Sophie Gonzales: Nur fast am Boden zerstört
Cindy
„Nur fast am Boden zerstört“ hat mich alle Emotionen durchleben lassen, die ein gutes Buch ausmachen – es war witzig, humorvoll, es ging ans Herz, es war schmerzhaft und tat weh, hat mich zum Lachen und zum Weinen gebracht und mich durchweg begeistert! Ich glaube, ich habe ein neues Lieblingsbuch gefunden.
Im Mittelpunkt der Handlung steht Ollie. Er hat den Sommer in North Carolina verbracht, weil seine Tante an Krebs erkrankt ist und seine Familie zur Unterstützung näher bei ihr sein wollte. Dort lernt er Will kennen und die beiden verlieben sich ineinander und verbringen den Sommer zusammen. Doch danach platzt Ollies glücklicher Traum plötzlich, denn Will meldet sich nicht mehr bei ihm. Dabei muss Ollie ihm doch unbedingt sagen, dass seine Familie beschlossen hat, vorerst in North Carolina zu bleiben. Auf der neuen Highschool trifft er dann auf Will, doch dieser Will hat sich noch nicht geoutet und steht nicht zu Ollie. Doch er kann den Sommer allem Anschein auch nicht vergessen.
Sophie Gonzales schreibt wunderbar frisch und einzigartig. Man hat das Gefühl, direkt in Ollies Kopf zu sein und ungehindert an seinen ungefilterten Gedanken teilhaben zu können. Für seine zarten 17 Jahre ist Ollie unglaublich reif und dennoch denkt er wie der Jugendliche, der er ist. Er hat Ängste, Träume und Hoffnungen, die jeder, der mal verliebt war oder in einer ähnlichen Situation steckte, nachvollziehen kann. Er hat sein Coming Out an der alten Schule schon hinter sich und weiß genau, wer er ist. Und das war das Schöne an diesem Buch: Ollie weiß, wer er ist und hinterfragt das Verhalten der anderen kritisch, ohne sie jedoch bloßzustellen. Manchmal hätte ich mir gewünscht, dass er den Mund aufmachen und laut sagen würde, dass er die Situation unangenehm findet. Ich finde, man lernt so viel aus seinen Gedanken und irgendwann nimmt man sogar als Leser wahr, dass manche Charaktere sich gegenüber seiner Homosexualität einfach ein wenig ignorant verhalten.
Gonzales hat viele Themen aufgegriffen, die Jugendliche beschäftigen. Das erste Mal verliebt sein, familiäre Probleme, Ängste und Trauer, Identität und Sexualität, Freundschaft und Zukunftspläne. Sie stellt Ollie eine Mädelsclique an die Seite, die nicht perfekt ist, aber zusammenhält, wenn es darauf ankommt. Jeder Nebencharakter hat eine ganz eigene Persönlichkeit und ist nicht bloß schmückendes Beiwerk, um dem Protagonisten zu Glanz zu verhelfen. Vor allem Lara konnte mich beeindrucken. Anfangs mochte ich sie gar nicht, doch zum Ende hin hat sie sich in mein Herz geschlichen.

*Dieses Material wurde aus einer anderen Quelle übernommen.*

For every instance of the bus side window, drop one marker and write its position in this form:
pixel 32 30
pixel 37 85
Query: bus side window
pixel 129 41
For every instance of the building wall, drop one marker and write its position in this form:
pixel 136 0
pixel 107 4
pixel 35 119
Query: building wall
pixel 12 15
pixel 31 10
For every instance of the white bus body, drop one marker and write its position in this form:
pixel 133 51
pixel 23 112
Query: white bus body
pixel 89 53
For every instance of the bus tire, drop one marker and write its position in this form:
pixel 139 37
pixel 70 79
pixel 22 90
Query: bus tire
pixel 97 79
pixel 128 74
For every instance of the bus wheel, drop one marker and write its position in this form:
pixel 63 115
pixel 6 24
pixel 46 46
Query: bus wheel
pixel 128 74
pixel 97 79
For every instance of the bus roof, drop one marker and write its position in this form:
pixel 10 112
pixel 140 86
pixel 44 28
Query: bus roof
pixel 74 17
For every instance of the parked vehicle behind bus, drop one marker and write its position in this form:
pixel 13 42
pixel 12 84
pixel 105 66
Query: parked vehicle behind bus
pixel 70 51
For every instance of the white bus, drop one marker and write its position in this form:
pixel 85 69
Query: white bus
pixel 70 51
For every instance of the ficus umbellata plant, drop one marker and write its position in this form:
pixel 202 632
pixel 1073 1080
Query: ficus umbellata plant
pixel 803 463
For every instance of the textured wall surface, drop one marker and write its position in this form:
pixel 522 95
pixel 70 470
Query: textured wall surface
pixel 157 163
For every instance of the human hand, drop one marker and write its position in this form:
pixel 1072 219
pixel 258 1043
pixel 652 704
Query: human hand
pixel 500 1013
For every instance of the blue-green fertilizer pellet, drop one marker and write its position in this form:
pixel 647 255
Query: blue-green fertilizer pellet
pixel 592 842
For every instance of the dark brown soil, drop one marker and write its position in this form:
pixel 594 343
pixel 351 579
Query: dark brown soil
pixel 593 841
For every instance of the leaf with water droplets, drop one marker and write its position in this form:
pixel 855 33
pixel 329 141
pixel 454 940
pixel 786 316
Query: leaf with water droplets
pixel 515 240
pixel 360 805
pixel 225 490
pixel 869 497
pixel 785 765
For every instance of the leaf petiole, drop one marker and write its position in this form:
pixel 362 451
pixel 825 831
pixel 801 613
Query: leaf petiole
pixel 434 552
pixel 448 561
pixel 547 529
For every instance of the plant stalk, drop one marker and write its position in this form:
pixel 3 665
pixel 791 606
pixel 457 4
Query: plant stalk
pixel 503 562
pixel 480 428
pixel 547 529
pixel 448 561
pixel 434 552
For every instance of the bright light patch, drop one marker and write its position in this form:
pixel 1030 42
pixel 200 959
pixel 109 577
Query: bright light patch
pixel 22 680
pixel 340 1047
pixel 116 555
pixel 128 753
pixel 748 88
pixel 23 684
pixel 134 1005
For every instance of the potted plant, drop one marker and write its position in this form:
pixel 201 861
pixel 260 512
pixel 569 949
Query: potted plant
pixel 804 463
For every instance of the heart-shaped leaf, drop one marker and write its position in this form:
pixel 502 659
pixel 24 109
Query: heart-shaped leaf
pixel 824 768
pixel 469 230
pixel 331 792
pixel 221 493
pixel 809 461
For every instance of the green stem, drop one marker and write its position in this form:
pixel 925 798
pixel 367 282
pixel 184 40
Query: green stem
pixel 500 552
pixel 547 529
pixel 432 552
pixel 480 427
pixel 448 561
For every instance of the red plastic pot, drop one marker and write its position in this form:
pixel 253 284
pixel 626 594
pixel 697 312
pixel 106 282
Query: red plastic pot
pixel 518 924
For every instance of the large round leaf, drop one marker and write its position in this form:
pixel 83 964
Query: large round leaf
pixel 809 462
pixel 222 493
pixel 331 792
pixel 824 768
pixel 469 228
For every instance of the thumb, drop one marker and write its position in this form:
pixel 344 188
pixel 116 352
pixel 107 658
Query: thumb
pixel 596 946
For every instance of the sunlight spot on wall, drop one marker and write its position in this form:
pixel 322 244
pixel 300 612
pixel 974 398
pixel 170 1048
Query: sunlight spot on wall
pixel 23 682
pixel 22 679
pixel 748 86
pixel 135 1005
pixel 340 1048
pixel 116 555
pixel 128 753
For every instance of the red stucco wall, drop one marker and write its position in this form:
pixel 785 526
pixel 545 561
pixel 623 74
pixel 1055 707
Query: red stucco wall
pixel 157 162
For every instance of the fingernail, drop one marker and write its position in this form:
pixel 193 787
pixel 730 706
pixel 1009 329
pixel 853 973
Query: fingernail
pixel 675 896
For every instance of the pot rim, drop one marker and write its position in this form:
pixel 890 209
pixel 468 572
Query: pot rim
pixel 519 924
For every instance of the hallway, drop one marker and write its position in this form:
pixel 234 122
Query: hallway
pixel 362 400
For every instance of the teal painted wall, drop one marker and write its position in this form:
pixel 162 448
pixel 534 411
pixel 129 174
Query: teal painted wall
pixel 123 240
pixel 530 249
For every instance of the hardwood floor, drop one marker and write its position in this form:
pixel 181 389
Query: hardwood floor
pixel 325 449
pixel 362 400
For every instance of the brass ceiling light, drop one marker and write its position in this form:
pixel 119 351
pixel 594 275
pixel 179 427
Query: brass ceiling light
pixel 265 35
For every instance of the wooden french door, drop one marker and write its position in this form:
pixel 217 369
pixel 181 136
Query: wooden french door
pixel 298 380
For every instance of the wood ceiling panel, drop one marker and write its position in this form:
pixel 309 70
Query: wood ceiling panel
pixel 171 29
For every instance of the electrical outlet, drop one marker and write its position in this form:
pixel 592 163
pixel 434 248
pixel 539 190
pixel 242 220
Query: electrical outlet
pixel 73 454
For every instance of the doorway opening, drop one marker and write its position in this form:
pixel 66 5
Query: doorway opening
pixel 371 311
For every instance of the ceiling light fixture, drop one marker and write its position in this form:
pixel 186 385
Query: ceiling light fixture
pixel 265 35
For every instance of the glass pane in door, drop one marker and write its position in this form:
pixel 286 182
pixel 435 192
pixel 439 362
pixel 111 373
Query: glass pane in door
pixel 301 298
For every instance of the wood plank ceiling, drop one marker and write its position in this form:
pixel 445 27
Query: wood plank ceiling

Es war interessant zu sehen. Wie unterschiedlich die Charaktere mit ihrer Sexualitt umgegangen sind. Ollie versteckt sich nicht, aber er möchte nicht auf seine Homosexualität reduziert werden. Die Mädels drängen ihn anfangs in ein bestimmtes Bild, doch er beweist, dass er mehr ist als das, was andere in ihm sehen wollen. Will hingegen ist so darauf bedacht, sein gutes Image zu wahren, dass er sich selbst vernachlässigt und Ollie damit verletzt. Und doch kann man ihm keinen Vorwurf machen. Die Diskussionen zwischen beiden sind so menschlich und so nachvollziehbar. Mein Herz hat mehr als einmal geblutet.
Was mich jedoch am meisten beeindruckt hat, war der familiäre Aspekt des Buches. Ollies Eltern kümmern sich um seine Tante, die an Krebs erkrankt ist und zwei kleine Kinder hat. Ollie passt ohne sich zu beklagen auf die beiden auf, was ich wunderschön fand. Für ihn steht Familie an erster Stelle. Der Schatten, den der Krebs über alle wirft, ist permanent greifbar und auch Ollies Ängste und Gedanken dazu sind so echt. Ich konnte seine Gedanken so gut nachvollziehen, vermutlich wie jeder, der schon einmal so etwas erlebt hat. Gonzales hat es geschafft, Gedanken zu Papier zu bringen, die man selbst hegt und die universell sind.
Ich bin absolut begeistert von diesem Buch und der Tiefe, mit der es mich berührt hat. Ollies Geschichte ist wunderschön, sowohl vom Inhalt als auch vom Schreibstil her. Ganz ganz große Empfehlung.